Alhasil, pandangan sosial-politik kaum
salafi justru pada akhirnya mengikuti kebijakan Raja dan para ulama dalam
konteks masyarakat Arab Saudi yang sama sekali berbeda dengan kondisi
sosial-politik Indonesia. Padahal di Arab Saudi, seluruh aspek kehidupan diatur
negara hingga imam masjid pun ditunjuk dan digaji kerajaan. Tugas rakyat hanya
satu; patuh pada perintah Raja
Sementara di tanah air sudah ada Majelis
Ulama Indonesia (MUI) sebagai representasi jamaah dan ormas Islam di Indonesia
dalam menentukan sikap kaum muslimin. Hal ini yang menjadikan kaum salafi
menderita gagap sosial dimana satu sisi mereka tinggal di bumi Indonesia namun
di sisi lain mereka lebih mendengar fatwa-fatwa ulama Saudi dan kebijakan
Kerajaan yang berbeda konteks dalam penerapannya. Soal Pemilu misalnya, satu
sisi mereka meyakini wajib taat ulil amri (pemerintah) meskipun dzalim
sekalipun, namun saat MUI dan pemerintah mengarahkan masyarakat untuk
berpartisipasi dalam pemilu mereka justru golput.
ermasuk soal aksi unjuk rasa atau
demonstrasi yang dibolehkan Pemerintah RI melalui Undang-Undang negara, kaum
Salafi justru menghukumi haram karena masuk kategori khuruj(pembangkangan).
Alhasil, mereka mencap khawarij muslim yang berunjuk rasa kepada penguasa meski
MUI sendiri tidak melarangnya sepanjang dilakukan dengan tertib. Jika aksi
unjuk rasa atau demonstrasi yang esensinya adalah mengemukakan kritik atau
pendapat disebut membangkang, maka bagaimana posisi lembaga resmi negara
seperti DPR yang tiap hari mengkritik pemerintah? Apakah akan disebut
sebagai khuruj yang dilembagakan atas peran mengkritik
kebijakan pemerintahan? Tentu tidak.
Dalam prinsip ketatanegaraan RI,
pemerintahan eksekutif yang sehat adalah pemerintahan yang terkontrol secara
seimbang, baik melalui lembaga perwakilan (DPR dan DRPD) ataupun langsung
(mengemukakan pendapat). Mereka yang melarang aksi unjuk rasa ataupun
demonstrasi, pada intinya menghendaki pemerintahan diktator tanpa control
sebagaimana terjadi kini terjadi di kawasan Teluk (khususnya Arab Saudi) . Di
sinilah salah konteks kaum Salafi Indonesia.
Penutup
Demonstrasi adalah upaya menyampaikan
pendapat secara bersama-sama. Pendapat yang disampaikan dengan beramai-ramai
mungkin lebih mudah didengar dan ditanggapi. Unjuk rasa tidak ada dalil yang
mengharamkan dan mengharuskannya secara eksplisit. Oleh karena itu, sesuai
dengan kaidah fikih “kalau tidak ada nash yang melarang atau menyuruhnya, maka
kembali kepada hukum asal yaitu boleh”. Kebolehan menyampaikan pendapat didepan
umum adalah implikasi dari negara yang menganut sistem demokratis. Jangan
sampai ada pelarangan-pelarangan kepada orang yang
ingin berdemonstrasi atas dasar apapun, termasuk atas dasar agama.

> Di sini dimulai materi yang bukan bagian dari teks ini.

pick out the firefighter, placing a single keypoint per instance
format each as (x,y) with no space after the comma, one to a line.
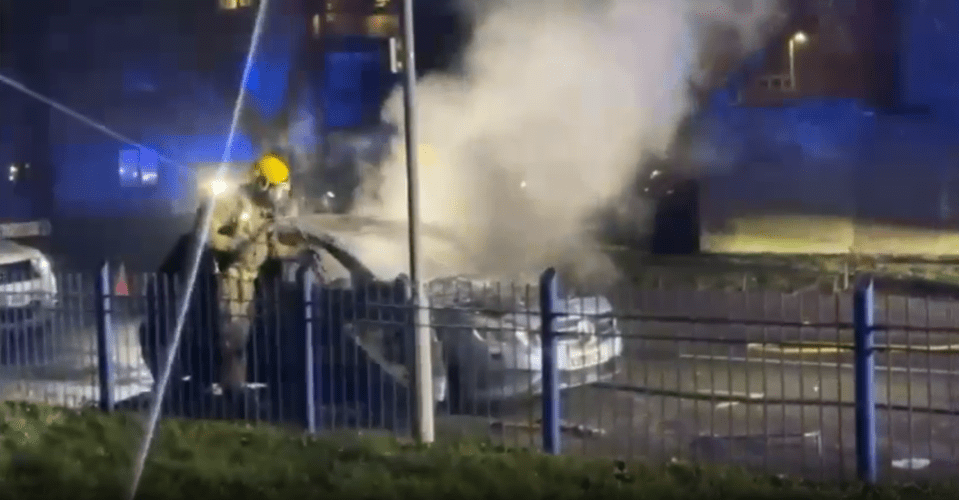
(242,237)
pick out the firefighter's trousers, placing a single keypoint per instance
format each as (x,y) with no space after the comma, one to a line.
(237,292)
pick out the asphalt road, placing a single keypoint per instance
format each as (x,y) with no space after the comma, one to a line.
(731,393)
(728,393)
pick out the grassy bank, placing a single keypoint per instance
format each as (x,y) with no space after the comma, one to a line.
(52,453)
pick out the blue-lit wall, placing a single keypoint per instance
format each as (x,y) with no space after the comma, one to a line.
(136,74)
(843,159)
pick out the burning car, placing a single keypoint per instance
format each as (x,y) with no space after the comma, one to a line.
(486,343)
(489,334)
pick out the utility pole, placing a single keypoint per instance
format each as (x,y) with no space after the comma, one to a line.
(422,383)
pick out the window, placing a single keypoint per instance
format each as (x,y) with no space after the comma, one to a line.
(235,4)
(138,167)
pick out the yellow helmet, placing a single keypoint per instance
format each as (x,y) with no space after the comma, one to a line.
(272,169)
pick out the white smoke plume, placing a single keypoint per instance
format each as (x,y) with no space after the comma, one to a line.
(558,103)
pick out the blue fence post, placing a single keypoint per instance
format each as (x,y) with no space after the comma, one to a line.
(104,311)
(865,368)
(308,287)
(548,296)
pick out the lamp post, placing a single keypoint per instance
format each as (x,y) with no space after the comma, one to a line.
(797,39)
(422,380)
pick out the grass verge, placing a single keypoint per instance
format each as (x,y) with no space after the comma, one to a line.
(54,453)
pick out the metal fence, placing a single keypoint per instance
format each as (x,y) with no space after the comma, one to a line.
(828,386)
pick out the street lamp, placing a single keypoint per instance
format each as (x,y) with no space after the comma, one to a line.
(797,39)
(422,379)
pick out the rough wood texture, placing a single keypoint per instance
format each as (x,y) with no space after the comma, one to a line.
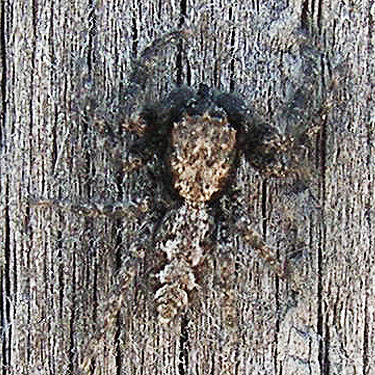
(58,59)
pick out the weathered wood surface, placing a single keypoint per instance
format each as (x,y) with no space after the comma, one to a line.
(57,268)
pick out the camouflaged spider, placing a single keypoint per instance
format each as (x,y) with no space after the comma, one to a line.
(199,136)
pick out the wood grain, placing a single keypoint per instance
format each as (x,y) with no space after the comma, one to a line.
(65,62)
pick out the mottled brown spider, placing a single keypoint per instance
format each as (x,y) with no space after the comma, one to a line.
(199,137)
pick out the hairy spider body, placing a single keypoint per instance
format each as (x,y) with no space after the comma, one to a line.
(200,136)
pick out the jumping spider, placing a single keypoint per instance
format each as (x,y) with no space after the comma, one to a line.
(199,136)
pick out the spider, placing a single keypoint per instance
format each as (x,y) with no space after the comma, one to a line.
(199,136)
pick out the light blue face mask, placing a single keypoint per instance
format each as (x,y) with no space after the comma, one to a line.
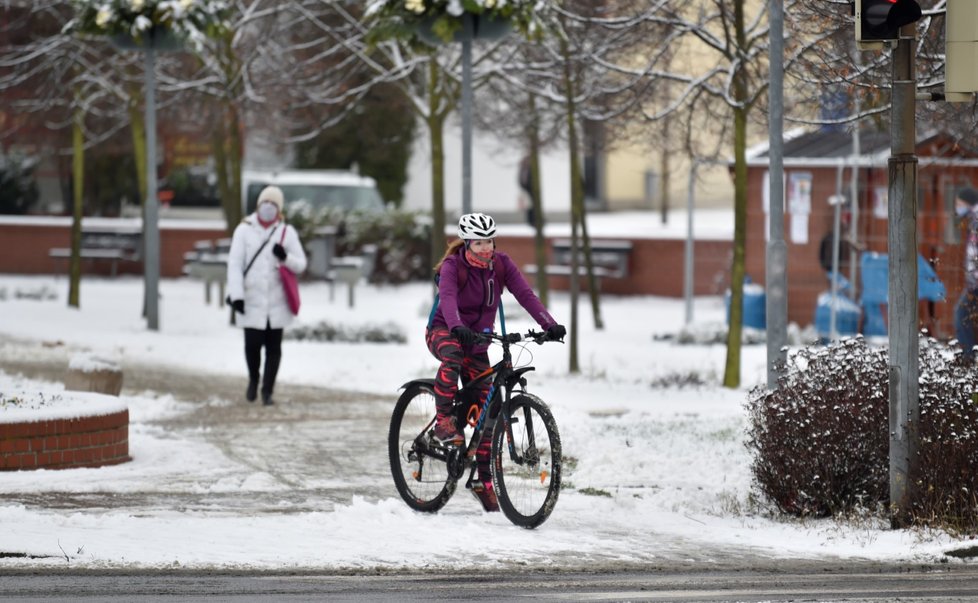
(267,212)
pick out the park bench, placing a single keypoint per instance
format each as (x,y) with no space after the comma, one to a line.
(110,244)
(350,269)
(209,262)
(609,258)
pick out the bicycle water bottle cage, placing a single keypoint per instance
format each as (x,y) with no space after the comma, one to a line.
(473,417)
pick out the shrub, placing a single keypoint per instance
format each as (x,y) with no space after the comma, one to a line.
(821,439)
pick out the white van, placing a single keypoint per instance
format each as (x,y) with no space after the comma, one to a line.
(320,188)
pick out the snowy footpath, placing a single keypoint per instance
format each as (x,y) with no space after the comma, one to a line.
(657,471)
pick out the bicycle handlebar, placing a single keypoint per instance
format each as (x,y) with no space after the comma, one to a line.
(538,337)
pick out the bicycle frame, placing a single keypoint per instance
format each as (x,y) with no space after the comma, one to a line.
(491,409)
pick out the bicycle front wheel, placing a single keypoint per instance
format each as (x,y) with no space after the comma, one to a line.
(526,469)
(420,474)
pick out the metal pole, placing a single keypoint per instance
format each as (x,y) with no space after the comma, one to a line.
(151,250)
(688,260)
(469,33)
(836,222)
(776,276)
(902,308)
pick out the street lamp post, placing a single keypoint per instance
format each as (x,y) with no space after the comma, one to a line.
(151,235)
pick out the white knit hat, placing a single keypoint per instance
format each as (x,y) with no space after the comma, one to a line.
(272,194)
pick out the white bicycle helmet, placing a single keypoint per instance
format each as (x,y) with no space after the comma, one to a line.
(476,226)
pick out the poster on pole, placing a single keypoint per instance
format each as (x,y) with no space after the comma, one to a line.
(799,205)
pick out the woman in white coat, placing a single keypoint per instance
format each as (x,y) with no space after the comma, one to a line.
(255,288)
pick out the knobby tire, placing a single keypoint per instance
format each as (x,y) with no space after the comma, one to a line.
(527,492)
(431,489)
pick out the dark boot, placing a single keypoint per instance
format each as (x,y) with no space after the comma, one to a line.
(272,360)
(483,490)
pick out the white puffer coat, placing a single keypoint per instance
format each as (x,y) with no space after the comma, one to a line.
(262,289)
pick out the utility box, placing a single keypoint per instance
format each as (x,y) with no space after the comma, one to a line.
(961,51)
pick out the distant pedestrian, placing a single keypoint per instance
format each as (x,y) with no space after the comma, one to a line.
(966,310)
(255,287)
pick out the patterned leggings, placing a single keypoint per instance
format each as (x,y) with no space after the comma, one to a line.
(455,363)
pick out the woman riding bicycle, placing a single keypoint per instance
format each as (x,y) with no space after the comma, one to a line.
(470,279)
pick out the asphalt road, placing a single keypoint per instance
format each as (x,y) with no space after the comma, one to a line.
(345,433)
(808,582)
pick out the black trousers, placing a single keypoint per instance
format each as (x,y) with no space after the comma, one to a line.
(271,340)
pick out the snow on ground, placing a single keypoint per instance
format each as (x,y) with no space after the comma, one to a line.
(668,465)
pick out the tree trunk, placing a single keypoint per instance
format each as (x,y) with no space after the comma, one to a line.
(78,177)
(577,205)
(436,122)
(592,281)
(536,192)
(226,147)
(731,375)
(664,174)
(138,126)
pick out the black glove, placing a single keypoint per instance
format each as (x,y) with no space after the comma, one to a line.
(465,335)
(556,333)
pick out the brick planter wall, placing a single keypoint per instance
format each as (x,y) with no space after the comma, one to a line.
(65,443)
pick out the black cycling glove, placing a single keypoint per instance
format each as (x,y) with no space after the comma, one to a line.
(465,335)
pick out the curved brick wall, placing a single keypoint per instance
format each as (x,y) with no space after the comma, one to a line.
(65,443)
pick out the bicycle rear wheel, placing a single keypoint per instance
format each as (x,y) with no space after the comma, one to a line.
(526,471)
(420,472)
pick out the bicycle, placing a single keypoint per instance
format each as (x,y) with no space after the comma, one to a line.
(525,457)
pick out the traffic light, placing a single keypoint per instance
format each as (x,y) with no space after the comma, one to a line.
(961,51)
(880,20)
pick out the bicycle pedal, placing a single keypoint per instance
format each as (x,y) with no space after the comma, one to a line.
(486,497)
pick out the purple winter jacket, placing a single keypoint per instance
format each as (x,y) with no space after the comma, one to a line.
(476,305)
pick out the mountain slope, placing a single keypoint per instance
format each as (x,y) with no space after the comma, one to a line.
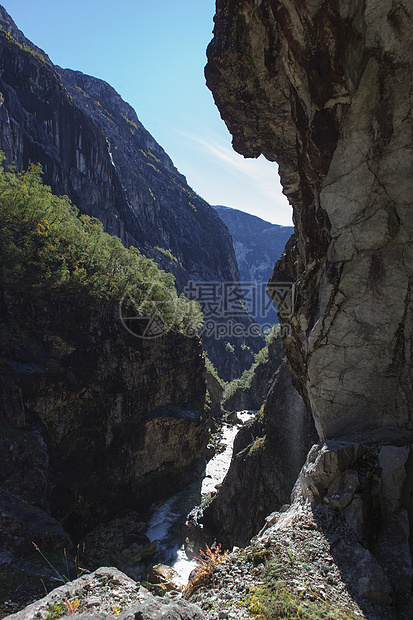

Yang perlu diperhatikan dalam berunjuk
rasa bagi umat islam khususnya, adalah dengan mengedepankan nilai-nilai islami.
Tidak boleh ada perusakan, mengganggu ketertiban umum, melakukan kekerasan,
apalagi memaksakan kehendak. Selain itu Undang-undang juga mengatur tata cara
menyampaikan aspirasi di depan umum. Hal inilah yang perlu ditaati bagi
demonstran-demonstran yang ingin menyampaikan aspirasinya melalui demontrasi.